A Londra, nel 1851, per ospitare la prima Esposizione Universale, fu installato a Hyde Park il Crystal Palace; si trattava di un’enorme costruzione in stile vittoriano che in seguito all’Esposizione fu smontata e ricostruita in un’altra zona della città (a Sydenham Hill). Si trattava di uno degli esempi più celebri di architettura del ferro, e anche se dal punto di vista estetico l’edificio non presentava granché di nuovo, la struttura e l’uso che ne venne fatto furono innovativi sotto diversi punti di vista. L’impiego di sostegni in ferro permise una totale rinuncia a grossi pilastri e a muri portanti, per cui quasi tutta la superficie esterna poteva essere di vetro. Inoltre la produzione di elementi costruttivi prefabbricati in serie facilitò enormemente il progetto, rendendo fattibile lo spostamento dell’intero edificio, la sua ricostruzione e un eventuale ampliamento.

Al Crystal Palace vennero esposti per la prima volta una grande quantità e varietà di oggetti nati dalla produzione industriale: prodotti destinati in particolare al nuovo pubblico cittadino. Furono proprio le città il teatro per la diffusione della pubblicità e del manifesto che, nella seconda metà dell’Ottocento, conobbero il loro primo grande sviluppo.

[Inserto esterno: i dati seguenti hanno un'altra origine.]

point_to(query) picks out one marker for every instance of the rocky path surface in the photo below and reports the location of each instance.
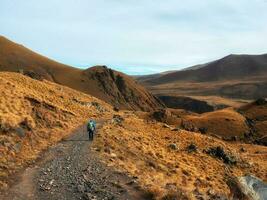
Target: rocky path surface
(71, 170)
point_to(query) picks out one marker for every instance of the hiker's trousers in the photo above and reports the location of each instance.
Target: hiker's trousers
(91, 134)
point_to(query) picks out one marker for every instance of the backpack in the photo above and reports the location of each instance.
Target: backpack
(90, 126)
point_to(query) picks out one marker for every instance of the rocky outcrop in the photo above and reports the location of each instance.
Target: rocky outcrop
(187, 103)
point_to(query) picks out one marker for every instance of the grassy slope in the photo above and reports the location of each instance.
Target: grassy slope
(35, 114)
(142, 149)
(15, 57)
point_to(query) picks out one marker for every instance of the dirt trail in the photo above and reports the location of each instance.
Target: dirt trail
(71, 170)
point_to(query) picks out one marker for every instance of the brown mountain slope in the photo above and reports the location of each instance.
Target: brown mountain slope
(234, 76)
(111, 86)
(231, 67)
(36, 114)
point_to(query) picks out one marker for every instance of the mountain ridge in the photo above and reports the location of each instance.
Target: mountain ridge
(17, 58)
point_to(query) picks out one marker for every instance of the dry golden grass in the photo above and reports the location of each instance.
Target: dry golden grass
(35, 114)
(142, 149)
(225, 123)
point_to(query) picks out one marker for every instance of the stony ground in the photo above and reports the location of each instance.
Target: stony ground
(72, 170)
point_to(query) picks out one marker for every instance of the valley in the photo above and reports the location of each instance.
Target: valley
(158, 137)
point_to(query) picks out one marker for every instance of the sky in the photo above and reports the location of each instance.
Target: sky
(136, 36)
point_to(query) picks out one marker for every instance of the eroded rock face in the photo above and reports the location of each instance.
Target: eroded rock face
(161, 115)
(121, 90)
(187, 103)
(253, 187)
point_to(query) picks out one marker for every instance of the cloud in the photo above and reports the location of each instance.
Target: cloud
(136, 36)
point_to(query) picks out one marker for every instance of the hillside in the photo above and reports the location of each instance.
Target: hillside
(177, 164)
(36, 114)
(162, 160)
(113, 87)
(231, 67)
(234, 76)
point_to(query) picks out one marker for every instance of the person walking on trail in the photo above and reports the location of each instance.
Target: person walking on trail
(91, 128)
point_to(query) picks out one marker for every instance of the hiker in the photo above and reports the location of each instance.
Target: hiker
(91, 128)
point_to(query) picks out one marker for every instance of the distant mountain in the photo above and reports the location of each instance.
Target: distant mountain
(228, 68)
(111, 86)
(234, 76)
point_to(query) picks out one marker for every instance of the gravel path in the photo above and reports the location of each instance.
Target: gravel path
(71, 170)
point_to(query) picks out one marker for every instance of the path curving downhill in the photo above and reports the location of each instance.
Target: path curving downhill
(71, 170)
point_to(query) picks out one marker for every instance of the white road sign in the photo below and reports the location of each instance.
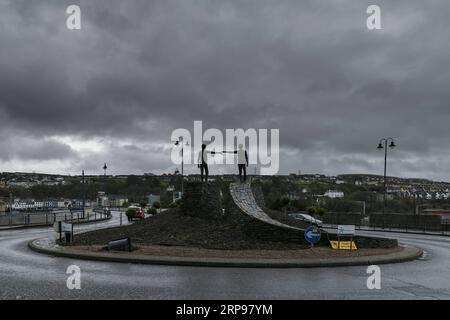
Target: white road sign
(346, 230)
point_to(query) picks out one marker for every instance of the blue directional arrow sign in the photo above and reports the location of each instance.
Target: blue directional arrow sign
(312, 234)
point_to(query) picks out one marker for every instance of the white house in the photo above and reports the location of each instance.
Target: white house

La reazione all’industrializzazione
Le merci esposte nel 1851 al Crystal Palace non suscitarono l’entusiasmo di tutti. In particolare vi fu una forte critica da parte di un gruppo di intellettuali inglesi, che vedevano nella produzione industriale una minaccia alla qualità. Quest’ultima, secondo le critiche degli oppositori, poteva ottenersi solo con un’accurata produzione artigianale; la loro idea era che l’industria avesse in qualche modo “espulso” artisti e artigiani dal processo creativo e produttivo. Tra le figure più importanti di questo movimento vi furono l’architetto Augustus Welby Northmore Pugin (1812-1852) e lo scrittore e intellettuale John Ruskin (1819-1900). Pugin viene ricordato soprattutto per essere l’archietto del famoso Big Ben, oltre per aver progettato diverse chiese in stile neogotico (St. Mary a Derby, Saint Giles a Cheadle, la cattedrale di Nottingham e Saint Augustine a Ramsgate). Forse ancora più interessante è la sua opera come teorico, con la quale Pugin diede nuovo impulso alla rivalutazione dell’arte gotica. La sua visione sull’architettura è espressa nelle sue due opere principali: Contrasts: Or, A Parallel between the Noble Edifices of the Middle Ages, And Corresponding Buildings of the Present Day (“Contrasti, o parallelo tra i nobili edifici del Medioevo e le corrispondenti costruzioni odierne”) e The True Principles of Pointed or Christian Architecture (“I veri principi dell’architettura cuspidata ovvero cristiana”). In questi due saggi, Pugin rifiuta l’imitazione del linguaggio architettonico classico, largamente impiegato nel corso del XVIII secolo. La tradizione architettonica del Classicismo e del Rinascimento viene interpretata dall’autore non come uno dei momenti più alti di un’evoluzione secolare, bensì come l’espressione di un decadimento generale. Secondo Pugin, solo restaurando la Chiesa Cattolica si sarebbe potuto raggiungere una nuova e prestigiosa forma di architettura, conforme a quella che prese forma tra i secoli XIII e XIV, considerati dall’architetto un’epoca di armonia sociale in netta contrapposizione con la società del XIX secolo a lui contemporanea, oppressa dalla crescente industrializzazione e dai malesseri sociali. Il nuovo punto di riferimento non era più il repertorio classico bensì l’architettura gotica. 

John Ruskin
La sua teoria generale – per la quale l’uomo e la sua arte dovevano essere profondamente radicati nella natura e nell’etica – fece di Ruskin uno dei fondatori del movimento Arts and Crafts, sul quale Ruskin, attraverso William Morris, esercitò una grande influenza. Lungo questa linea, Ruskin fu anche uno dei precursori dell’Art Nouveau. L’intellettuale sostenne strenuamente la necessità di salvaguardare la qualità nell’architettura e nell’artigianato, respingendo la “perfezione artificiale” dell’industria ottocentesca e vedendo nel Medioevo – e nello stile gotico in particolare – il riferimento ideale. Si trattava però di un Medioevo idealizzato, visto come un periodo pacifico nel quale prosperavano le arti e l’artigianato.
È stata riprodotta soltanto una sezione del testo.